January 01, 2011

Polaroid Transfer


 アート志向の強いクリエイティブな人たちが集まるソーホーは、芸術色に彩られたNYきってのお洒落な街。澄まし顔で立ち並ぶ高級ブティックと雑多な芸術のカオスが混在し、路上では自作のジュエリーを売る人、Tシャツの絵描き職人もいれば、黒人がソウルを歌っている。高級店に用がなくても、飽きなく楽しめる刺激的な街でもあります。

 ある日のソーホー散策の道すがら、露店で蛇腹付きカメラを持った50歳ぐらいの男性が目に留まりました。何となしにお店を覗いて声を掛けると、店主は陽気なスペイン語訛りで「リカルド」と名乗り、晴れた日に目抜き通りに出店しているのだと気さくに応えてくれました。彼の自慢は「ポラロイド・トランスファー」と呼ばれる独特の写真技法。ネガとプリントを引き剥がすタイプのポラロイドフィルムで撮影後、ホルダーからフィルムを抜き出す。現像中にネガを水彩画用紙などに圧着し、画像を転写させればできあがり。処理中の気温・湿度によって色調が変わりますが、ちょっと荒れた感じで、色褪せたレトロな味わいのある雰囲気に仕上がります。
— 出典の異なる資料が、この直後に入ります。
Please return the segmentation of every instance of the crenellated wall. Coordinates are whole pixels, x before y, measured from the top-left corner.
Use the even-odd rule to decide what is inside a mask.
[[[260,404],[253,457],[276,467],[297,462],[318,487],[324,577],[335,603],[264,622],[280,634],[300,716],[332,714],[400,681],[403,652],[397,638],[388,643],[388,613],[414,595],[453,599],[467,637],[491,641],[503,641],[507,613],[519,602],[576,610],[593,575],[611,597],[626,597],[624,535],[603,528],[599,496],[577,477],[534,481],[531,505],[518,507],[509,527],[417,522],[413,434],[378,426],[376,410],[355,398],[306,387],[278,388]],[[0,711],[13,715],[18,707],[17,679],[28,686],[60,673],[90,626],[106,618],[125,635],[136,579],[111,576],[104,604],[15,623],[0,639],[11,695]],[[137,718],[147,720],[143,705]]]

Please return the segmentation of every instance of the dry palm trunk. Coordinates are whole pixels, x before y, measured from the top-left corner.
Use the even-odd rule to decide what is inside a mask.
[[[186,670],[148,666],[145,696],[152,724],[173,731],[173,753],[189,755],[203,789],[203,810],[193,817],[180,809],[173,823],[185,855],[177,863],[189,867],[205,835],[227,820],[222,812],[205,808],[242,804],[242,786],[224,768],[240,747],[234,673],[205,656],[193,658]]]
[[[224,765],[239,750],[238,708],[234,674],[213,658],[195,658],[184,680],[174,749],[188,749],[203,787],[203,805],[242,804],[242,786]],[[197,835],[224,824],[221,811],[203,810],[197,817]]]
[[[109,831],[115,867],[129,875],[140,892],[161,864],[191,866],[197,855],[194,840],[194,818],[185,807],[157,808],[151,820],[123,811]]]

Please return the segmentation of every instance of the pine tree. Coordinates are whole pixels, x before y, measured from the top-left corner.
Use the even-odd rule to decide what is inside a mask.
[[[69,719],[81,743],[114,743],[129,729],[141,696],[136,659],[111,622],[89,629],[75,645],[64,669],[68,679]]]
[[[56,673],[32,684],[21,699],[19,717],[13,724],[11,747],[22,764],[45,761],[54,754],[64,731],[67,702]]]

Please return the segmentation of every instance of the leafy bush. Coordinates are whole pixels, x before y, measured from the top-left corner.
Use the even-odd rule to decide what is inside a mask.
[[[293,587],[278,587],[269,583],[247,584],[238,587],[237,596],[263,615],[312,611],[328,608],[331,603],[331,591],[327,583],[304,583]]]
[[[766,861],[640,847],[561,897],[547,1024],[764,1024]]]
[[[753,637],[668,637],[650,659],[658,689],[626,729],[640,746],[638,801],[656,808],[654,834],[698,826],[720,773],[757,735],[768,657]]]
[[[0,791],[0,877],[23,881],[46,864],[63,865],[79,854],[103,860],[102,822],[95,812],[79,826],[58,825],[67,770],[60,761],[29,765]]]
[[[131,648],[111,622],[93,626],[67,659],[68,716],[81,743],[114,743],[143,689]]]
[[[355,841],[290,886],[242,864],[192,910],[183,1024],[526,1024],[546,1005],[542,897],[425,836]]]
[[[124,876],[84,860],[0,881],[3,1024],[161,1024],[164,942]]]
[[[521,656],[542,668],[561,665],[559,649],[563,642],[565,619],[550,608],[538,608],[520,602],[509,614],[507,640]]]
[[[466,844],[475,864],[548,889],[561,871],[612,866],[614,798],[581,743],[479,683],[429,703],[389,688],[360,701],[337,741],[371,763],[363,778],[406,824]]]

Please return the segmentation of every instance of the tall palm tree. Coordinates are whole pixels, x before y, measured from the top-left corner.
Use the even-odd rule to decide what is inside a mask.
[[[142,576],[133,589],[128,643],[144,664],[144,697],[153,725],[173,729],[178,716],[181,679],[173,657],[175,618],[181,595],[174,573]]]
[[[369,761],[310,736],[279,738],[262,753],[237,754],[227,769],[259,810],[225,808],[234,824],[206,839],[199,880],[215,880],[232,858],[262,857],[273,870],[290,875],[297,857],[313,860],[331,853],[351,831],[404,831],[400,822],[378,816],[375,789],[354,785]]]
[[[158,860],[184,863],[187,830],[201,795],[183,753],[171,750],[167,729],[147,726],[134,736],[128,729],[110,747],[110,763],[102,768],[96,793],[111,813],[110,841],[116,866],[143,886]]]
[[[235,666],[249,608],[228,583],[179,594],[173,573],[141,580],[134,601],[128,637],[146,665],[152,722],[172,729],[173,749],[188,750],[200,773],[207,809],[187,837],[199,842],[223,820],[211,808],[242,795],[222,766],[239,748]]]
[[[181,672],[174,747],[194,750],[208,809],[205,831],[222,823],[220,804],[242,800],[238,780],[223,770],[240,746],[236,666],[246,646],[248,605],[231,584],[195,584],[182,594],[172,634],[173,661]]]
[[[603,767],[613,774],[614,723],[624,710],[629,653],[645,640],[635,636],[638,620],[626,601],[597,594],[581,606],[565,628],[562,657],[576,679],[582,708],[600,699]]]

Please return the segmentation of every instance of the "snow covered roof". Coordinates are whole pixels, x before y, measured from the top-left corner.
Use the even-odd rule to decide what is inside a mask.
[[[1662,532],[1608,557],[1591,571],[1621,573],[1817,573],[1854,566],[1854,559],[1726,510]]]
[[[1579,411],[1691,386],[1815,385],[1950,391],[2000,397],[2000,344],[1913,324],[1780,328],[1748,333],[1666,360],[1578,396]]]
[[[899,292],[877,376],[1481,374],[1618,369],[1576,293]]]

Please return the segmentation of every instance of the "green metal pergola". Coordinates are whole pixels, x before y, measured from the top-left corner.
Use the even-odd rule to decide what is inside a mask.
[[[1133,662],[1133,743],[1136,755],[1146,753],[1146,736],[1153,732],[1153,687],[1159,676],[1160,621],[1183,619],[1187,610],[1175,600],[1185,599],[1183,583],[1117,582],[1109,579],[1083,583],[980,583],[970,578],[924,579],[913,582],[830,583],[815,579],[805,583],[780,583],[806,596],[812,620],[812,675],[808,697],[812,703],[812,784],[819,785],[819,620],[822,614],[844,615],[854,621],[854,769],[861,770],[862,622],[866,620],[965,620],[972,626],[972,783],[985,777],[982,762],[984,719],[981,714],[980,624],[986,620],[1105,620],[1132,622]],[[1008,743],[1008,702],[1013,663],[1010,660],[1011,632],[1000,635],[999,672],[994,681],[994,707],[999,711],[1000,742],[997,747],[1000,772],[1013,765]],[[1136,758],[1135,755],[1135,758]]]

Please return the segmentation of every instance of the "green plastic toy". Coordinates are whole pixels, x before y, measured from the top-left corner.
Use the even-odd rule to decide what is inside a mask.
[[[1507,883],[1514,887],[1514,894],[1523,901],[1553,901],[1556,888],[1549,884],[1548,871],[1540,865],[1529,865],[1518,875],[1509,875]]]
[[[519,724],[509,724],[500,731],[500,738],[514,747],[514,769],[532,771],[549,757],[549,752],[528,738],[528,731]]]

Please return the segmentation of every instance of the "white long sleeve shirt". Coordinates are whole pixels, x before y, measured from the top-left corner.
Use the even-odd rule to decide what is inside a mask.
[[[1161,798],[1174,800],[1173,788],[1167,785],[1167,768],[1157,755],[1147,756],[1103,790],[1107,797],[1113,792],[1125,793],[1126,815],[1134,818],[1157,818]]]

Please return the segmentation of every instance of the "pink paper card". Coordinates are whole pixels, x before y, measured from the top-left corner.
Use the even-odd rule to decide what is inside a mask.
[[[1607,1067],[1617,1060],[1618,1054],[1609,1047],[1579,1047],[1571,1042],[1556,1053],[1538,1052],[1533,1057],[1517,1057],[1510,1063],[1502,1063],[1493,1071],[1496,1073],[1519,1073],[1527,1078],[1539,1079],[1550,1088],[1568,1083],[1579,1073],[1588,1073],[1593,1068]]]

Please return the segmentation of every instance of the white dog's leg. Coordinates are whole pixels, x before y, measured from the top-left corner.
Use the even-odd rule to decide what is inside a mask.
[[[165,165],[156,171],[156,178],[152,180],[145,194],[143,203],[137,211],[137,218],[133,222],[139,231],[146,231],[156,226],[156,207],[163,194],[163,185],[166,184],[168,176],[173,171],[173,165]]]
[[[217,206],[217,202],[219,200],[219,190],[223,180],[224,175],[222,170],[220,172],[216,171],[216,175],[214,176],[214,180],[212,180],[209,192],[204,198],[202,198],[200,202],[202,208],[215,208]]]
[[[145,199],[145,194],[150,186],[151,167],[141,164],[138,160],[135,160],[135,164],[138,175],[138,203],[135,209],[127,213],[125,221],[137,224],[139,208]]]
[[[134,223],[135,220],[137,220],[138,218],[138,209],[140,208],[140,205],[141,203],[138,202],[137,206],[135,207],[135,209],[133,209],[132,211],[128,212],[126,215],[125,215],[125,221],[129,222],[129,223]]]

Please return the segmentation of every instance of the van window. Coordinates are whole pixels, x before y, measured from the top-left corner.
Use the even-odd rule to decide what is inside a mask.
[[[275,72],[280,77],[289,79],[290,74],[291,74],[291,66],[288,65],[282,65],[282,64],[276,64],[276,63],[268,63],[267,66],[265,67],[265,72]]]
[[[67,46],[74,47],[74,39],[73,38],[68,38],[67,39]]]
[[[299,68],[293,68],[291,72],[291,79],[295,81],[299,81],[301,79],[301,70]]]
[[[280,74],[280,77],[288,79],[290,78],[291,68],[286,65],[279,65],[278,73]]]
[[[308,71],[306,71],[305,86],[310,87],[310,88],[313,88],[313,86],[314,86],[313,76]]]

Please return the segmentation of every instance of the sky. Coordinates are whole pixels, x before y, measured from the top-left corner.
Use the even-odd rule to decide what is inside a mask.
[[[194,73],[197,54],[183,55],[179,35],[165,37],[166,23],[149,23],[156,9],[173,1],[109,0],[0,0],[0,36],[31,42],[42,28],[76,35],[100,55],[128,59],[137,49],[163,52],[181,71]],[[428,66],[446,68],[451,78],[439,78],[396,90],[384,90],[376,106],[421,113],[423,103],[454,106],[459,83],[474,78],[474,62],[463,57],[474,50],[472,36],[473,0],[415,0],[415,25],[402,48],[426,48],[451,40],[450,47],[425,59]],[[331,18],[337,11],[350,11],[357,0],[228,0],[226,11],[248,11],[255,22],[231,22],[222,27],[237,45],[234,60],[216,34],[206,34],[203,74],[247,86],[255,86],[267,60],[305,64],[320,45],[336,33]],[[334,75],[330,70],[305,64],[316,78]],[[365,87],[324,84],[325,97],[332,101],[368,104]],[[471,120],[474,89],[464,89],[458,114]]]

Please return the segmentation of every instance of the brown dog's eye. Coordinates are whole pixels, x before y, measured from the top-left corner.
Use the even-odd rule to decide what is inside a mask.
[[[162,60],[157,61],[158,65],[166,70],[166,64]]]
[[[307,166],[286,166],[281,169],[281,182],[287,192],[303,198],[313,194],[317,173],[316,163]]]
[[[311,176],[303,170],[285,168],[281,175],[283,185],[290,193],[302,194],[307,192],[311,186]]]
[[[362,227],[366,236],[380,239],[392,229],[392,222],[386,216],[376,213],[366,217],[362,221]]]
 リカルド氏は、人懐っこいラテン系のノリで街行く人のポートレイトを撮り、ポラロイド・トランスファーの実演販売をしているのだそうです。1枚$20、仕上がるまでに約5分。観光客にとっては旅の思い出。慌ただしいニューヨーカーにはホッと一息、束の間のブレイクタイム。陽気なリカルド氏の、笑い顔とお喋りに癒されながら。

 カメラを生業にする人は、当然ながらいつも自分が撮ってばかり。たまには素敵な写真を撮ってもらうのも良いですね。